Member of the Wyoming House of Representatives from the 6th district
- In office January 10, 2017 – January 10, 2023
- Preceded by: Richard Cannady
- Succeeded by: Tomi Strock

Personal details
- Born: May 30, 1977 (age 49) Douglas, Wyoming, U.S.
- Party: Republican
- Profession: Rancher

= Aaron Clausen =

American politician

Aaron Clausen (born May 30, 1977) is an American politician and a former Republican member of the Wyoming House of Representatives who represented District 6 from January 10, 2017, to January 2023.

==Elections==
===2016===
When incumbent Republican Representative Richard Cannady announced his retirement, Clausen declared his candidacy for the seat. Clausen defeated businessmen Ed Werner and Chris Sorge in the Republican primary with 50% of the vote.
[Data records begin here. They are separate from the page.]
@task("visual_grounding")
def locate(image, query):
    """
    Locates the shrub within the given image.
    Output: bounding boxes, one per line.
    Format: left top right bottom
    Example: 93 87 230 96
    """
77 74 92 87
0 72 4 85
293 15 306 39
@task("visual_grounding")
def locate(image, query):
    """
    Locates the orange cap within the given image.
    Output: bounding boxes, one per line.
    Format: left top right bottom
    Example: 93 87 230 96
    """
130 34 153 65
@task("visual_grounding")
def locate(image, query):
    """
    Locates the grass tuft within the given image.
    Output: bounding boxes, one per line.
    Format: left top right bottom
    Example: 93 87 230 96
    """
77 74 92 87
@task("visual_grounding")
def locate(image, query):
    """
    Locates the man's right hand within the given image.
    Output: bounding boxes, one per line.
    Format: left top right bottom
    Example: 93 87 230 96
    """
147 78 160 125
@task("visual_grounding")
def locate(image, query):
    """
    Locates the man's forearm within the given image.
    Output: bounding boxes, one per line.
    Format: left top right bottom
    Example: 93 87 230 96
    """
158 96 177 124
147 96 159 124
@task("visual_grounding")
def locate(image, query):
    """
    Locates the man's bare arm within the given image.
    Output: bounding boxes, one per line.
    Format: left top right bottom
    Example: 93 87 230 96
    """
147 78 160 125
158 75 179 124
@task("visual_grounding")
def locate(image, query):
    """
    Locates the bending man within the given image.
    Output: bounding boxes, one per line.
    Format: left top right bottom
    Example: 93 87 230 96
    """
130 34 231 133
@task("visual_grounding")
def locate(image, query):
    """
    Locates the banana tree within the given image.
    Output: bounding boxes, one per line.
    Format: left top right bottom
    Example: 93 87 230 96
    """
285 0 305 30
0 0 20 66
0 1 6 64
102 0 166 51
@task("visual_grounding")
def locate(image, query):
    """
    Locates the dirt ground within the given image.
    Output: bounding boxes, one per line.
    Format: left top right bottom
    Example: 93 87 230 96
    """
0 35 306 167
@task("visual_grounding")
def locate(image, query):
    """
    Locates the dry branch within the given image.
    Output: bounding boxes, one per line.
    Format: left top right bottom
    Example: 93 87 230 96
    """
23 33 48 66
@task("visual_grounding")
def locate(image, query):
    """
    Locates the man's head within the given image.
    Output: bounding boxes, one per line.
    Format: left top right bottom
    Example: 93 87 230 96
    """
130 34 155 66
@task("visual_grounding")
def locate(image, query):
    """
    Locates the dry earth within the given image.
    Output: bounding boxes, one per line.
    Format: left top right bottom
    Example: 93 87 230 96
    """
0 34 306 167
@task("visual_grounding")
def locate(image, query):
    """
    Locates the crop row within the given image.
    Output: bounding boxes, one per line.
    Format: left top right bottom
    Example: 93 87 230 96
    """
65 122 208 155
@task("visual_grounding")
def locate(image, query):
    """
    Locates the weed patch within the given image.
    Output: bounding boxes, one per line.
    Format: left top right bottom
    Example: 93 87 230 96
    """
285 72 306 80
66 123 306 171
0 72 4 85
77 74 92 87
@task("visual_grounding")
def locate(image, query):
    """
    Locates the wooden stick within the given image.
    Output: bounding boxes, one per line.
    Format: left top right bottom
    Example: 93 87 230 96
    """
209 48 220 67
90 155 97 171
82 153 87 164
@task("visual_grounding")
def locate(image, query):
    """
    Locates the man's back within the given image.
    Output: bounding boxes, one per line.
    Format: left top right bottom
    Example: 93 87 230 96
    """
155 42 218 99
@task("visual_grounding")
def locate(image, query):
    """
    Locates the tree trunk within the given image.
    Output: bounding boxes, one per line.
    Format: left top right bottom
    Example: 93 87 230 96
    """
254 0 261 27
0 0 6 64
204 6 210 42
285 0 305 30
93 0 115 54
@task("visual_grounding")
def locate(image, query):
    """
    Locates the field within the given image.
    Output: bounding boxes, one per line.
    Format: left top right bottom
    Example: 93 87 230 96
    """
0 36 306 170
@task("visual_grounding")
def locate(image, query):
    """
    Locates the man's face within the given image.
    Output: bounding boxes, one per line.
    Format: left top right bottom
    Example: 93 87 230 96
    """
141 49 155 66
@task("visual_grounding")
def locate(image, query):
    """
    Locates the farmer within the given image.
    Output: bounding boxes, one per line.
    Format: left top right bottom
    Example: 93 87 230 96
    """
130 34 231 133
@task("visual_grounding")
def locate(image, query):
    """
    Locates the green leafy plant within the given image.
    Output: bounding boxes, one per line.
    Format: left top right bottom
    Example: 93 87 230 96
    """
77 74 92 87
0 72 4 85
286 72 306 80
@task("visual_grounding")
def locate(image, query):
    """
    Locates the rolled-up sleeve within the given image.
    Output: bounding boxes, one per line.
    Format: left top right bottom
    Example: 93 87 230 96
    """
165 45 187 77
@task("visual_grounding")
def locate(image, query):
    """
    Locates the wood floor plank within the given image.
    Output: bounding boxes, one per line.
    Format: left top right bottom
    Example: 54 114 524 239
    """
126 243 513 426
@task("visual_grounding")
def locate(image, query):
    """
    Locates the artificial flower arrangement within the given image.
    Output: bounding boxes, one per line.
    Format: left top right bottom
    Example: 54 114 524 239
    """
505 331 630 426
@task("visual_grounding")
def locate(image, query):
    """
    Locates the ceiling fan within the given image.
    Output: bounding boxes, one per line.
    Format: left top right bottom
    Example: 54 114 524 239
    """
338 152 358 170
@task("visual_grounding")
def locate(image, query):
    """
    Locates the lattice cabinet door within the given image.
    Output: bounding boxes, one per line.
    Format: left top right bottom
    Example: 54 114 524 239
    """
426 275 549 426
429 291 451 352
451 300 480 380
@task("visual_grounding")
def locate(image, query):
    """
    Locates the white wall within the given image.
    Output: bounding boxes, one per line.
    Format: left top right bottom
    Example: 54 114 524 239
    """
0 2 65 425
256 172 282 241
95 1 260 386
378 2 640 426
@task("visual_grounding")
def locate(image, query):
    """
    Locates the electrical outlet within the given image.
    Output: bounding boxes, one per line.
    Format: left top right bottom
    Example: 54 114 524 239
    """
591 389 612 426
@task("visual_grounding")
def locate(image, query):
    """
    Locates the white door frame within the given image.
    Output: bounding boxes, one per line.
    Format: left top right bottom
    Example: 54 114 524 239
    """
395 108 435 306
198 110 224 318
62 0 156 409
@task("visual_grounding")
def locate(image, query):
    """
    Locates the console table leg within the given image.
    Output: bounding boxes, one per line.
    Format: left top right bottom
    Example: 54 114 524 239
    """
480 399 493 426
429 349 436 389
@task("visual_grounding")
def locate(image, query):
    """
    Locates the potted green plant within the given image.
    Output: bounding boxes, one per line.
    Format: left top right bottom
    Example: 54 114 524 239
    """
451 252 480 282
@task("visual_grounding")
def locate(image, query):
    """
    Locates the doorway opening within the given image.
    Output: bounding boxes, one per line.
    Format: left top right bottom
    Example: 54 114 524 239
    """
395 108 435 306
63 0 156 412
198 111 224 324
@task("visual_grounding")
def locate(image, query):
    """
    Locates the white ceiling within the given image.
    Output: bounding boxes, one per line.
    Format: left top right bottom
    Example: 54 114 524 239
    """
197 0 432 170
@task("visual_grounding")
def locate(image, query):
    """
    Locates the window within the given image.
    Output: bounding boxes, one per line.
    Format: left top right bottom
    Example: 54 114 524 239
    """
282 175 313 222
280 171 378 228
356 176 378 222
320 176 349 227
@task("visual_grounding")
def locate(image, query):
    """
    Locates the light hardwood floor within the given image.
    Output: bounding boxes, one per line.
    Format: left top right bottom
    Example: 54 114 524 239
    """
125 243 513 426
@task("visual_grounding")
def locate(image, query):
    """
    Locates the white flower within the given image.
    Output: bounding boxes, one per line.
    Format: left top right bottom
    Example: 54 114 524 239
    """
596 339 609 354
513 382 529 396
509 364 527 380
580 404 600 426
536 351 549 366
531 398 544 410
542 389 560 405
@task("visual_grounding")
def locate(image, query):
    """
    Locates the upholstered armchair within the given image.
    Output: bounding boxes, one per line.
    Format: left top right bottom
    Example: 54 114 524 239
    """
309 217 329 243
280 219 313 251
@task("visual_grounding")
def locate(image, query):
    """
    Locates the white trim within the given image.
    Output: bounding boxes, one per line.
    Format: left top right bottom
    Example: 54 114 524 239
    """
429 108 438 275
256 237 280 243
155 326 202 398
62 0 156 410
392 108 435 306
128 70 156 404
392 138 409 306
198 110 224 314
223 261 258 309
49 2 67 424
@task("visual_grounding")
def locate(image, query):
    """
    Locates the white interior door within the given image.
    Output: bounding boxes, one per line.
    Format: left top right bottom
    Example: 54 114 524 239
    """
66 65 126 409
Clausen defeated Democrat Shalyn Anderson in the general election with 88% of the vote.

===2018===
In the August 18, 2020 Republican Primary, Clausen was unopposed and won with 2,044 votes. Clausen was also unopposed for the November 6, 2018 General Election and won with 2,942 votes.

===2020===
In the August 18, 2020 Republican Primary, Clausen was challenged by Camilla Hicks but defeated her with 1,542 votes (61.8%). Clausen was unopposed for the November 3, 2020 General Election, winning with 4,296 votes.